I get it, OK? It's all about branding, and the more you can associate a common phrase with your product in my mind, the better you're going to do. But by the third time I see that detestable phrase, I'm ready to close the e-mail and forget all about your stupid brand.

So can we just find a new word for it, or better yet a series of them to rotate through? Or, and I know I'm reaching here, just call them... retirement accounts? Savings?

It just seems like using a descriptive term would support financial literacy more than a cutesy bird metaphor.

Then again, I suppose the bird is the word.***




--AWG

...and we embrace in the baggage claim

*I'm not a self-hating millennial, and I generally think journalists need to get off our backs already. Far from joining in the millennial-bashing, I'd argue that American culture at large does not lend itself to saving or financial literacy, and it's not a problem peculiar to my generation. But poor financial literacy is potentially much more damaging now than at any time in the past, since your credit score determines, like, your entire destiny.

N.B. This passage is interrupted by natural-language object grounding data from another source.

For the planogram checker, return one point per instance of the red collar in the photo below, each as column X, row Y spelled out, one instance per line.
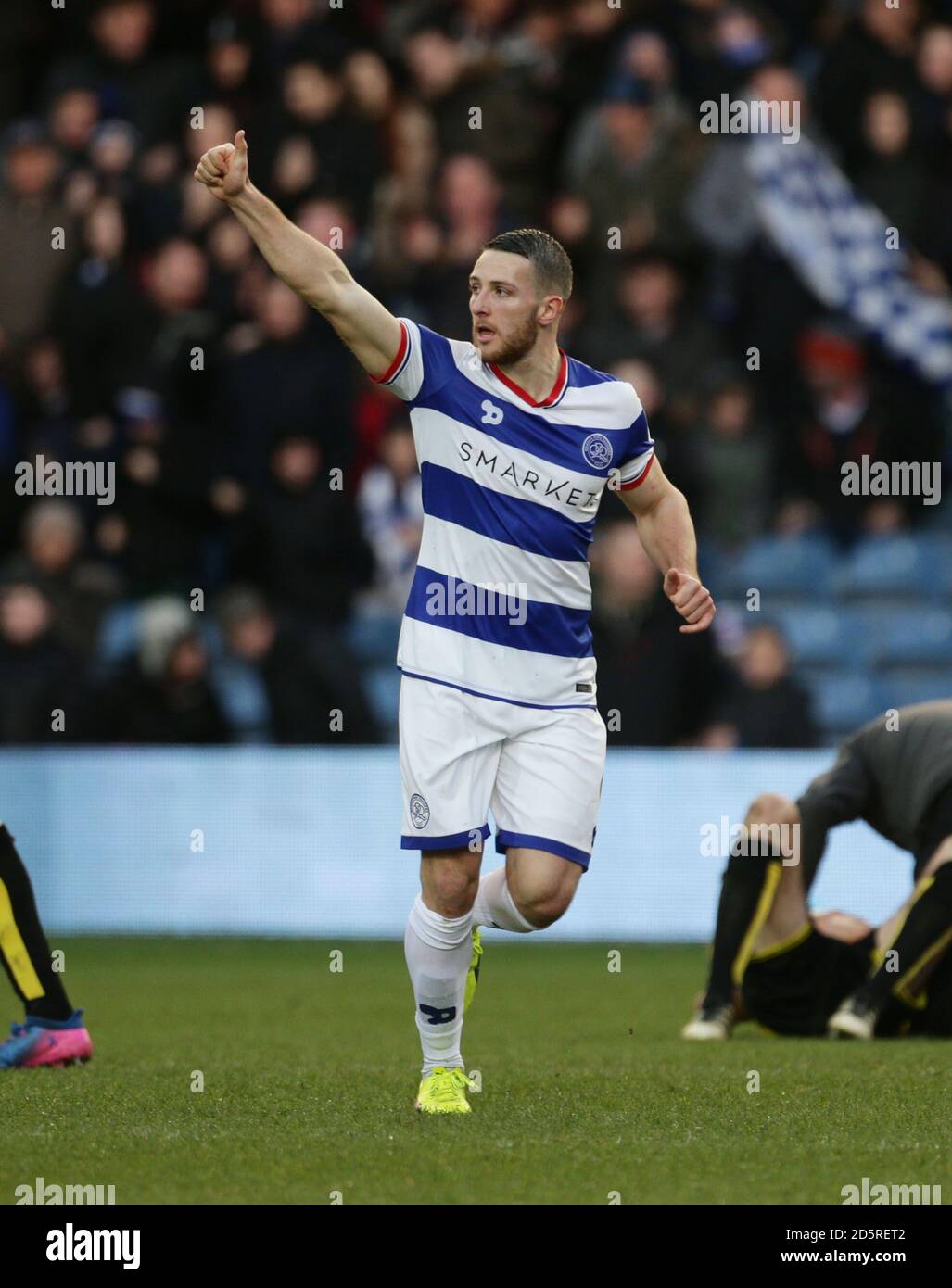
column 554, row 395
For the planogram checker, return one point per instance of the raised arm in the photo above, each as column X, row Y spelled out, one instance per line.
column 308, row 267
column 667, row 536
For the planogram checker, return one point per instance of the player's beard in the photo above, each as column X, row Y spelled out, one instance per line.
column 516, row 343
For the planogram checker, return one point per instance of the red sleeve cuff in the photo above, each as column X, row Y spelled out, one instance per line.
column 400, row 353
column 641, row 476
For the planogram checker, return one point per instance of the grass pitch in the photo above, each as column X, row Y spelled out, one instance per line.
column 588, row 1092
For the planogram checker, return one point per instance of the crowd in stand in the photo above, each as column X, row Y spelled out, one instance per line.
column 258, row 466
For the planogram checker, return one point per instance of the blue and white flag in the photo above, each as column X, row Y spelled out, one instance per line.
column 838, row 245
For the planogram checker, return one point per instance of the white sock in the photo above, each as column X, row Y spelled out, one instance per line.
column 495, row 904
column 438, row 952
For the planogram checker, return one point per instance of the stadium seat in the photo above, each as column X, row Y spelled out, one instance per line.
column 889, row 568
column 374, row 638
column 903, row 689
column 118, row 633
column 819, row 635
column 782, row 568
column 845, row 700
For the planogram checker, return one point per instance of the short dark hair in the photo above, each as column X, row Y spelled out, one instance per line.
column 552, row 266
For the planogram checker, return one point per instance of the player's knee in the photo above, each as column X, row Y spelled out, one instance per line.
column 450, row 887
column 772, row 808
column 544, row 907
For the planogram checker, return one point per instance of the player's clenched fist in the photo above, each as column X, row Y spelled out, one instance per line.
column 224, row 169
column 692, row 600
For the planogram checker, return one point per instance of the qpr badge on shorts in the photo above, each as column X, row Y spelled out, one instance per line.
column 419, row 811
column 598, row 451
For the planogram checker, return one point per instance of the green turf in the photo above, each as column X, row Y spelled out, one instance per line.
column 310, row 1077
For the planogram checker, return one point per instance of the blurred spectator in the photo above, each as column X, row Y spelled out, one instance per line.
column 79, row 590
column 300, row 538
column 390, row 506
column 40, row 677
column 657, row 324
column 732, row 466
column 162, row 693
column 764, row 707
column 661, row 684
column 290, row 382
column 308, row 693
column 30, row 213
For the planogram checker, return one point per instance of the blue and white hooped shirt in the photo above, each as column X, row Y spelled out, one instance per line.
column 501, row 598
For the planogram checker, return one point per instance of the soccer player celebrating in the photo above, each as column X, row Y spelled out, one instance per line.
column 515, row 443
column 52, row 1032
column 895, row 775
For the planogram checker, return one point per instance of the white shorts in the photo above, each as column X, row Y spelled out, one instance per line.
column 538, row 769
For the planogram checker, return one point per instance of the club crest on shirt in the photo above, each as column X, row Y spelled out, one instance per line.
column 598, row 451
column 419, row 811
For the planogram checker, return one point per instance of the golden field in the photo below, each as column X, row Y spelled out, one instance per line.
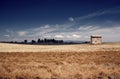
column 80, row 61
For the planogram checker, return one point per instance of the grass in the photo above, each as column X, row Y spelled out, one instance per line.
column 60, row 65
column 58, row 62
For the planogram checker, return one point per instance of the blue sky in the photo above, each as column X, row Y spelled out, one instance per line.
column 59, row 19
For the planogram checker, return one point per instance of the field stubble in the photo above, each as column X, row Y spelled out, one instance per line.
column 100, row 64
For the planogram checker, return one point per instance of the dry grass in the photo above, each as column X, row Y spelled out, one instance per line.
column 103, row 62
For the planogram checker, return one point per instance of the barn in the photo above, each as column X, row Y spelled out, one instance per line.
column 96, row 39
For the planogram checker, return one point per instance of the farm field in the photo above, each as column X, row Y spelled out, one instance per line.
column 80, row 61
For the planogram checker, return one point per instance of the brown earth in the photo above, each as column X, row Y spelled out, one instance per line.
column 86, row 65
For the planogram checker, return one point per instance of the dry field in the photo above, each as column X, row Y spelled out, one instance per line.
column 60, row 61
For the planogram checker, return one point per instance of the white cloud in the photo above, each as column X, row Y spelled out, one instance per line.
column 76, row 36
column 99, row 13
column 22, row 33
column 7, row 35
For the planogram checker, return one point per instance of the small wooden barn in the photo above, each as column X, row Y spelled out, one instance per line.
column 96, row 39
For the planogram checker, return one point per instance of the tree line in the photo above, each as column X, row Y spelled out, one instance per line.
column 40, row 41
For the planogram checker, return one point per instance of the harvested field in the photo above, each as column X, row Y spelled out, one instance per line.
column 102, row 62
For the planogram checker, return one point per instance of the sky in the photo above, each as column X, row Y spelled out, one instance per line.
column 74, row 20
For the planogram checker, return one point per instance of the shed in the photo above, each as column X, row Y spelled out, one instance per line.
column 96, row 39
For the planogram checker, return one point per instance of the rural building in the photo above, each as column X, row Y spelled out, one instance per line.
column 96, row 39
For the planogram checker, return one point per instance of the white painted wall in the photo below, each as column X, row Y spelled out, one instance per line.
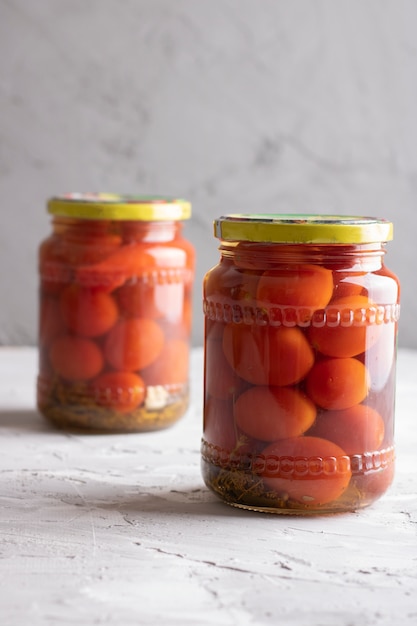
column 238, row 105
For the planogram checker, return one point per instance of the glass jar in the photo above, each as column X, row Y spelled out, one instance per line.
column 300, row 349
column 116, row 277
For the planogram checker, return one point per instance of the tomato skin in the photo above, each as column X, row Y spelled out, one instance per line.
column 76, row 358
column 171, row 366
column 221, row 380
column 324, row 470
column 309, row 286
column 357, row 429
column 120, row 391
column 133, row 344
column 271, row 413
column 338, row 383
column 263, row 355
column 87, row 312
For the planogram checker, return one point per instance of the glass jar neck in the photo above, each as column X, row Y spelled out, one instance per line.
column 78, row 230
column 352, row 257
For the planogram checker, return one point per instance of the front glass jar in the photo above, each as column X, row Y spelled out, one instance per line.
column 116, row 276
column 300, row 349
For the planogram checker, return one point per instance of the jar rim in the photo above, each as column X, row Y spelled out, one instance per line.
column 302, row 228
column 112, row 206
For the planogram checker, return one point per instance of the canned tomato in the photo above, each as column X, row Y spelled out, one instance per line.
column 300, row 350
column 116, row 277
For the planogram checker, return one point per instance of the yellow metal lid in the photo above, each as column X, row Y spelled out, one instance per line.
column 300, row 228
column 111, row 206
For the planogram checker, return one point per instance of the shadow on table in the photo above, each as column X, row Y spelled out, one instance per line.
column 22, row 419
column 197, row 502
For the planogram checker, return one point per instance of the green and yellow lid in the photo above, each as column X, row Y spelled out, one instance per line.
column 300, row 228
column 111, row 206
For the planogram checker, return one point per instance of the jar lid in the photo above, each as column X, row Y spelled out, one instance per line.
column 112, row 206
column 300, row 228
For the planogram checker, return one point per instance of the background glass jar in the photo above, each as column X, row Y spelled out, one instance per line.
column 300, row 347
column 116, row 276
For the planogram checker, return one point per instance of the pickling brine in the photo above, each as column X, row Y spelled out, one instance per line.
column 300, row 350
column 116, row 277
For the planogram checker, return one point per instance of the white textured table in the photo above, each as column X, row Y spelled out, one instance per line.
column 120, row 529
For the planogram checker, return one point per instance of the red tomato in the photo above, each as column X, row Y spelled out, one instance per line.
column 265, row 355
column 221, row 380
column 338, row 383
column 171, row 365
column 120, row 391
column 219, row 426
column 309, row 286
column 357, row 430
column 127, row 261
column 308, row 470
column 76, row 358
column 88, row 312
column 133, row 344
column 271, row 413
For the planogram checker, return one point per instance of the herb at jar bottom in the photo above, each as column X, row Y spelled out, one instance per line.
column 72, row 406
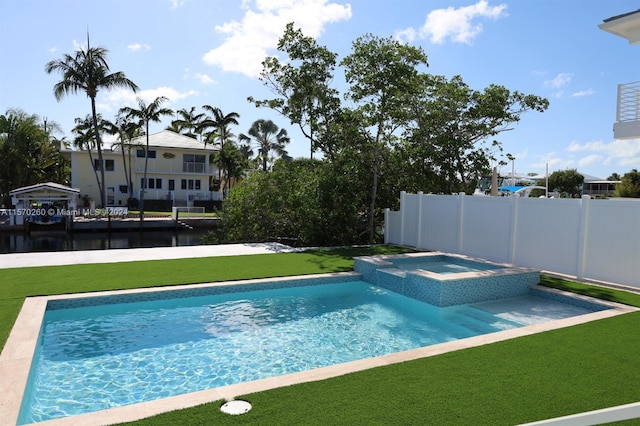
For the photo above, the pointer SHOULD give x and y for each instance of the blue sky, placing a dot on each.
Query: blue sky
(198, 52)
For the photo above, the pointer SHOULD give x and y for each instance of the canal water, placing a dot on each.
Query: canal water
(61, 241)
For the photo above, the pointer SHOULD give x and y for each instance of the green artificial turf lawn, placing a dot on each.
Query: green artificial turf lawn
(576, 369)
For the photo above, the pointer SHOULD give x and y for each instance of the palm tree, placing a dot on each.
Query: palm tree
(88, 71)
(221, 132)
(145, 114)
(189, 123)
(126, 130)
(267, 138)
(84, 140)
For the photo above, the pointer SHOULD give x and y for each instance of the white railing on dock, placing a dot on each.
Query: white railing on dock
(187, 212)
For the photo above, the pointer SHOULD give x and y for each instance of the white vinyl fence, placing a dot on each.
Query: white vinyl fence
(585, 238)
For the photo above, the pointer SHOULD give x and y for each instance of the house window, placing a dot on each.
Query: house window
(190, 184)
(140, 153)
(109, 165)
(152, 183)
(193, 163)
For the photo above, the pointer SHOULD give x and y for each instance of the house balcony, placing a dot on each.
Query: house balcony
(174, 167)
(627, 125)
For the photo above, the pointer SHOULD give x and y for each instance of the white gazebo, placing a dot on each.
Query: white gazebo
(31, 200)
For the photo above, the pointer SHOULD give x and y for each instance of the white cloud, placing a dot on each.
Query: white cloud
(460, 25)
(582, 93)
(204, 79)
(137, 46)
(116, 99)
(559, 81)
(621, 153)
(406, 35)
(248, 41)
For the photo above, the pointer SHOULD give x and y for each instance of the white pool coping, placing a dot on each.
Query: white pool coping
(18, 352)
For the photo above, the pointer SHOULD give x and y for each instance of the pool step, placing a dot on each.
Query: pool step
(479, 321)
(391, 279)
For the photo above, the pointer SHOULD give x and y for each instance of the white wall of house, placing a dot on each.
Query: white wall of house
(584, 238)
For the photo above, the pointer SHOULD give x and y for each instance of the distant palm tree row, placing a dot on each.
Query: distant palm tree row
(88, 71)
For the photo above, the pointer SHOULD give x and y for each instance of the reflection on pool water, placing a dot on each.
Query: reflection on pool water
(98, 353)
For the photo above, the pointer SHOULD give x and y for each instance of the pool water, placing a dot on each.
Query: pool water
(99, 357)
(447, 266)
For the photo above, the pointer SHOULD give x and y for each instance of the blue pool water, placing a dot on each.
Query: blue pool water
(98, 357)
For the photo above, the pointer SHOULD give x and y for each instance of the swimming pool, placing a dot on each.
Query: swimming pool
(100, 352)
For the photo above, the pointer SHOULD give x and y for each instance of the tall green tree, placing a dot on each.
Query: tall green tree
(629, 186)
(188, 122)
(567, 182)
(88, 71)
(449, 141)
(84, 140)
(220, 134)
(145, 114)
(267, 137)
(29, 153)
(383, 74)
(125, 130)
(302, 86)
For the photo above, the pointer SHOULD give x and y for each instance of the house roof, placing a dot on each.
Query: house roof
(44, 187)
(170, 139)
(626, 25)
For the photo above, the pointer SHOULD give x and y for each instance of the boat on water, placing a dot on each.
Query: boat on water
(511, 185)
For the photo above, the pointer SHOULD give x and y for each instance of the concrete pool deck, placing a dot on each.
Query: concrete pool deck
(16, 357)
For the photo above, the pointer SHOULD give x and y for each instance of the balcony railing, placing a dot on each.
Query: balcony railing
(628, 102)
(173, 167)
(627, 125)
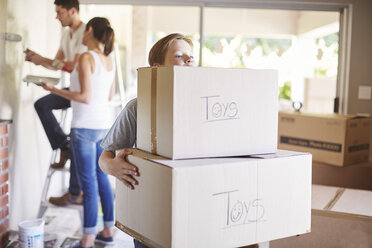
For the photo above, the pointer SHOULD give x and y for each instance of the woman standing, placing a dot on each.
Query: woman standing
(92, 86)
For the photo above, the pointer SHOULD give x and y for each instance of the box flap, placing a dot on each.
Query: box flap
(187, 163)
(323, 197)
(355, 201)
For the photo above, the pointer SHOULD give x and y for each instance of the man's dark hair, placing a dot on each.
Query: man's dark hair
(68, 4)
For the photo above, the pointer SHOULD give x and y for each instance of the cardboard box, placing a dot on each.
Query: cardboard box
(333, 139)
(341, 218)
(219, 202)
(356, 177)
(192, 112)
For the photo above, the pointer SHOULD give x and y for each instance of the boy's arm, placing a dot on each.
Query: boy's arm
(37, 59)
(118, 167)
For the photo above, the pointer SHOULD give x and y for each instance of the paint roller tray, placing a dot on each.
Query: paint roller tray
(37, 79)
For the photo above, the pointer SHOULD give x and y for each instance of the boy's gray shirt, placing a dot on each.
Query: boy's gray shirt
(123, 132)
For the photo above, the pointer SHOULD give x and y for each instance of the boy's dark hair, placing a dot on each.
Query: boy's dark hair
(103, 32)
(68, 4)
(158, 51)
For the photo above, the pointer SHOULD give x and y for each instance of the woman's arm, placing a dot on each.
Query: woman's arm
(118, 167)
(85, 69)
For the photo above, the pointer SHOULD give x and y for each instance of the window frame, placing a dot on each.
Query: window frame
(344, 9)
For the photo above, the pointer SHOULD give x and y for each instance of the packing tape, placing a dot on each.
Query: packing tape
(149, 243)
(154, 71)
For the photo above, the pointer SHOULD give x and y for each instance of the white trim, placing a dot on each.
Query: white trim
(291, 5)
(344, 59)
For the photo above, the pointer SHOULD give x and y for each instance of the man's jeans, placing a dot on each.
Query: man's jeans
(85, 144)
(54, 132)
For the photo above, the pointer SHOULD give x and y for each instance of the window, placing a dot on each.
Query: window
(304, 46)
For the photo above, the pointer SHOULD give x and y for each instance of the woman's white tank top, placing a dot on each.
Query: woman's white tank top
(97, 114)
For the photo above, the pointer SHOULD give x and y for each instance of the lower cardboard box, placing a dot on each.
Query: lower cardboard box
(216, 202)
(341, 218)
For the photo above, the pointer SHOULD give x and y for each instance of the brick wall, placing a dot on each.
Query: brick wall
(4, 197)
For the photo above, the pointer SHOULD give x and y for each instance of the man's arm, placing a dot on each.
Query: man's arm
(118, 167)
(57, 63)
(37, 59)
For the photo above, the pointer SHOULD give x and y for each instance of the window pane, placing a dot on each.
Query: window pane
(301, 45)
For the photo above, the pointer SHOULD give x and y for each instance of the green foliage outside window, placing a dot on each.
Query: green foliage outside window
(285, 91)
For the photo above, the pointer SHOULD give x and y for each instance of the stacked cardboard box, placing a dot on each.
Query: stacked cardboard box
(331, 138)
(194, 116)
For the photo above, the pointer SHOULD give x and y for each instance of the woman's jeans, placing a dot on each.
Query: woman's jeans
(86, 150)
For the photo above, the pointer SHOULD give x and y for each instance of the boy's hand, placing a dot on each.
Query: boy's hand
(47, 86)
(123, 170)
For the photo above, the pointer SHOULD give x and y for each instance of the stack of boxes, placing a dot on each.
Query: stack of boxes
(197, 186)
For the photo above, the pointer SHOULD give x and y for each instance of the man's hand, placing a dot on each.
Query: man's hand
(33, 57)
(47, 86)
(123, 170)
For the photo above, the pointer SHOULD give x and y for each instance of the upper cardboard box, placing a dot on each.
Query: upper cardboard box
(191, 112)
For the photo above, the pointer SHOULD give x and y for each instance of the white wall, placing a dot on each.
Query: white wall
(29, 148)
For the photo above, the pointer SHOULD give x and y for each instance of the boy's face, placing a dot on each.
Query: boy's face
(64, 15)
(179, 53)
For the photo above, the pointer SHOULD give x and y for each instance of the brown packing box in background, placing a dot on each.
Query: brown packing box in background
(331, 138)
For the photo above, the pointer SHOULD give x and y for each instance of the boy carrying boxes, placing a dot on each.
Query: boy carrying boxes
(187, 113)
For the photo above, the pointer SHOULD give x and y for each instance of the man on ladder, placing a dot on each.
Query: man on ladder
(66, 58)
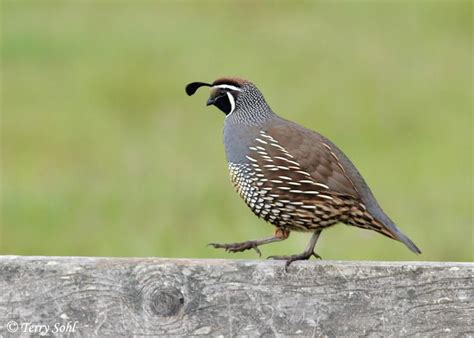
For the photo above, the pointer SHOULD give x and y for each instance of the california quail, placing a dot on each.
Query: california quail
(292, 177)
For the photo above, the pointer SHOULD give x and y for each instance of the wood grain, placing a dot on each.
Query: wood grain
(154, 296)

**For example, I started working full time more or less immediately after graduating college, at jobs that did not change the world or encourage me to be creative. Upon moving to a new city, I took "the safe job" and am still there six years later. I started a modest retirement account at like, 23. I've never tried to monetize a hobby, nor have I felt particularly passionate about any one side project other than cycling (which is...on hold). While I do get a certain fulfillment from my work, I don't feel a strong personal connection to it, as though it were my life's mission or something. I would never classify myself as a "content creator"-- to the contrary, I'm starting to suspect I might actually be terrible at social media and the internet in general.

***I did not start this post with the intention of bookending it with Family Guy videos. It just kinda happened.